Ревность назревала постепенно и последствия ее обнаружились весною 1824 года. Но поводы должны были существовать гораздо раньше, и о них мы можем только догадываться. Стихи Пушкина, написанные в 1823 – 1824 году, представляют собою как бы клочки картины, которая никогда не была закончена.
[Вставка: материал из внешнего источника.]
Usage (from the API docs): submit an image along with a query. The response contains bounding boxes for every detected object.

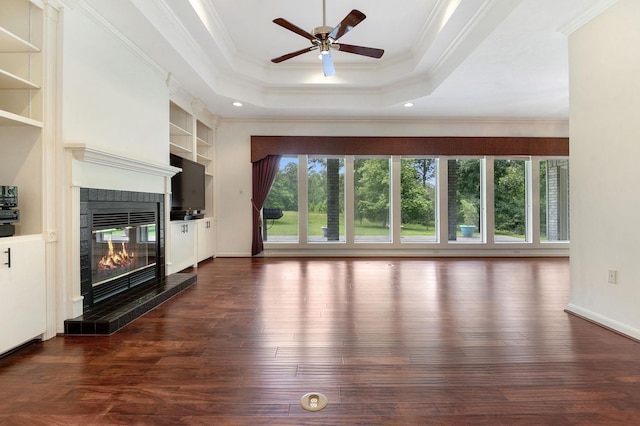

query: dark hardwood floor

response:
[0,258,640,425]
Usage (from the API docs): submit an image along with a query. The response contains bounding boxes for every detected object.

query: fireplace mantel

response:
[64,144,180,178]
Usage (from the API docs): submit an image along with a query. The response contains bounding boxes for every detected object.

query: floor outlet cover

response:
[300,392,329,411]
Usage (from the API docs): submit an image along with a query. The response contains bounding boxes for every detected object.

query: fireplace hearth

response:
[64,188,197,335]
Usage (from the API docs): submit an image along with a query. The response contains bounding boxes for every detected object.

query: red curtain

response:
[251,155,281,256]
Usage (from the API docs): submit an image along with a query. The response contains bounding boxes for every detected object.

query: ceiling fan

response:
[271,0,384,77]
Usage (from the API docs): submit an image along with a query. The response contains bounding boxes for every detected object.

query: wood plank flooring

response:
[0,258,640,425]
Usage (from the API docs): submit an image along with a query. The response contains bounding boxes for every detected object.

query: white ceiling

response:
[79,0,615,120]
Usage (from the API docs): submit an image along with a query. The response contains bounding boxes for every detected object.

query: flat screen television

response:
[169,154,205,220]
[0,185,18,209]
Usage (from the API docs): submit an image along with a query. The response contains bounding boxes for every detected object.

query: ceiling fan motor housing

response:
[311,26,333,39]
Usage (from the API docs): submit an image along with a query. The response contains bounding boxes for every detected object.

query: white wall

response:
[215,119,568,257]
[62,7,169,163]
[56,3,169,326]
[568,0,640,338]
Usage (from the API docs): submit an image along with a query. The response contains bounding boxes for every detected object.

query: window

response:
[307,156,345,242]
[540,159,569,242]
[262,156,299,242]
[353,157,391,242]
[447,159,484,242]
[400,158,438,243]
[263,155,569,250]
[493,160,529,243]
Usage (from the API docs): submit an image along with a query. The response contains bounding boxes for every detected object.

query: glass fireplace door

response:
[91,224,156,286]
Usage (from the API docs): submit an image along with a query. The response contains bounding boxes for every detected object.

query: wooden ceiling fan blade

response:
[271,46,318,64]
[322,51,336,77]
[333,43,384,59]
[273,18,316,42]
[329,9,367,41]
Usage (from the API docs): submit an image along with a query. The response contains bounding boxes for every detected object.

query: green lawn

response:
[267,211,435,236]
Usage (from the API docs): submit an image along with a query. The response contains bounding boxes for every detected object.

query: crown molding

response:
[558,0,618,36]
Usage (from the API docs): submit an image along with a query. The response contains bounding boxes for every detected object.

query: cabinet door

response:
[198,217,215,262]
[169,221,197,274]
[0,236,46,353]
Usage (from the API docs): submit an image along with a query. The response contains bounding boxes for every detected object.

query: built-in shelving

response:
[0,0,43,128]
[0,26,40,53]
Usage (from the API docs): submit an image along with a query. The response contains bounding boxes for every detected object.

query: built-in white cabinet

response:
[196,217,215,262]
[0,235,46,354]
[0,0,43,128]
[168,99,216,273]
[168,220,198,274]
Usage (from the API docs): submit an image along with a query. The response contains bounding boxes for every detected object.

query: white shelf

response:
[0,110,42,128]
[0,69,40,89]
[169,123,191,136]
[169,142,192,157]
[0,27,40,53]
[196,138,212,148]
[197,154,211,167]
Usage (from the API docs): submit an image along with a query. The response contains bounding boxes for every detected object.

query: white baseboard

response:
[566,303,640,340]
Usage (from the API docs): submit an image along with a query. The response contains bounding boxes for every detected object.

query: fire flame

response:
[98,238,133,270]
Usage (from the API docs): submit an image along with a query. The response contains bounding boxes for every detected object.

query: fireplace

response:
[80,188,165,311]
Всматриваясь в эти клочки, мы замечаем порою отдельные детали, но целое ускользает от нас.

Наиболее ранним из стихотворных свидетельств является черновой набросок, приведенный Щеголевым и с большим трудом поддающийся прочтению:

желанием негой нрзб
Когда [любовию] и [щастьем] [утомленный]
Я на тебя гляжу коленопреклоненный
мне главу (нрзб) (нрзб) уста
И ты [мне] (нрзб) обнимешь, и (нрзб) в уста
[лечишь]
Дыханье жарких уст
[с любовию]
вливаешь
[И] [на глазах]
[И им]
[Цалуешь] поцелуем –
[За чем тогда] [мрачит?]
мы
[Мы] [ждем тоскуем]
Свое дыханье вливаешь
[ты дум] я
Щастлив ли [я]
Я не завидую богам

Этот отрывок, судя по положению его в черновой тетради, может быть датирован приблизительно декабрем 1823 года и, во всяком случае, не позже 8 следующего февраля. Таково мнение П. Е. Щеголева, с которым, как с превосходным знатоком черновых рукописей Пушкина, в данном случае смело можно согласиться. В наброске нетрудно узнать первоначальную редакцию стихотворения "Желание славы", законченного только в 1825 году.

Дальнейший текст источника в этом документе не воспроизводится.